Enseignement : crise de recrutement à l'académie d'Amiens

© Lartigue Stephane / PHOTOPQR/SUD OUEST/MAXPPP
© Lartigue Stephane / PHOTOPQR/SUD OUEST/MAXPPP

Le premier syndicat dans le primaire, le Snuipp-FSU, a tiré mercredi la sonnette d'alarme face à "une crise de recrutement qui perdure". L'académie d'Amiens est particulièrement touchée, dans le primaire mais aussi le secondaire.

Par Célia Mascre

Au lycée Mendes-France de Péronne, les terminales STI2D n’ont pas eu cours d’Energies et Environnement depuis la rentrée. C’est pourtant leur matière principale et coefficient 12 au baccalauréat. Résultat : il leur manquent neuf heures de cours par semaine et un emploi du temps plutôt... vide ! Si aucun professeur n’est trouvé d’ici la rentrée, il faudra que les élèves rattrapent 63h de cours … Même problème au collège Béranger qui manque d’un prof de physique chimie.
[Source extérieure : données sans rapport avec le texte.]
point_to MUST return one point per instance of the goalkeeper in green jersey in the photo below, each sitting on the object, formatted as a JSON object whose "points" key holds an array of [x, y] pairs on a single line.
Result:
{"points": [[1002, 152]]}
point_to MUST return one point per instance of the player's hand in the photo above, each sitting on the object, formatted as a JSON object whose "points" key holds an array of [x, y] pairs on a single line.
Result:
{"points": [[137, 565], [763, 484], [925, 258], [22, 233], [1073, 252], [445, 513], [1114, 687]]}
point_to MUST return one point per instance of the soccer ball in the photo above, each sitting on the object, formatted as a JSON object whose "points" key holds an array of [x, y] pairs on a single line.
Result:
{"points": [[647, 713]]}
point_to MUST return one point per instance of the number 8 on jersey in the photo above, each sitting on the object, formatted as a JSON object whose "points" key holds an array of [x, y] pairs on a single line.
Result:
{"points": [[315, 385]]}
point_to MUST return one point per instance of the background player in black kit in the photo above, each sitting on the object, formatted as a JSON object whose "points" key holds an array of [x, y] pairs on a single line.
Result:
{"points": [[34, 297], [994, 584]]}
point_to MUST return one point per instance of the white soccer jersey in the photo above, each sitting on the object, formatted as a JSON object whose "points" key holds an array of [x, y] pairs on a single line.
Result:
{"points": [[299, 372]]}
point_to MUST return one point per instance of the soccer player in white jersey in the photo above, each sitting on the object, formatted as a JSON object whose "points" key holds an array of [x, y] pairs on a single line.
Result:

Et ces deux établissements sont loin d'être des cas isolés. À la veille de la clôture des inscriptions aux concours 2018, le Snuipp-FSU dresse un tableau pessimiste de la rentrée, avec près de 2.000 postes non pourvus. "On est dans une crise de recrutement nationale, même si elle est exacerbée dans certaines régions", souligne Charlotte Bourgougnon, en charge du secteur débuts de carrière au syndicat.

La précarité s'installe dans nos écoles


Même lorsque les enseignants sont remplacés, cette crise du recrutement conduit à un "recours massif" à des "contractuels sans formation dans les écoles", selon le syndicat. Pour répondre aux besoins, "pour la première fois de manière massive", les rectorats ont fait appel à des contractuels, "embauchés pour quelques mois, sans perspective de formation et titularisation", déplore Francette Popineau, secrétaire générale du syndicat. "La précarité s'installe dans nos écoles", a-t-elle alerté.

En 2005, pour environ 11.700 postes, 94.000 candidats s'étaient inscrits aux concours et 55.700 s'y étaient présentés. En 2017, pour quasiment le même nombre de postes, il y a eu 71.200 inscrits et seulement 29.000 candidats effectivement présents.

Selon le syndicat, plusieurs raisons expliquent cette désaffection: la baisse du nombre de places pendant le quinquennat Sarkozy, l'augmentation du niveau universitaire requis pour le recrutement, ainsi que des conditions d'accès et d'exercice du métier dégradées.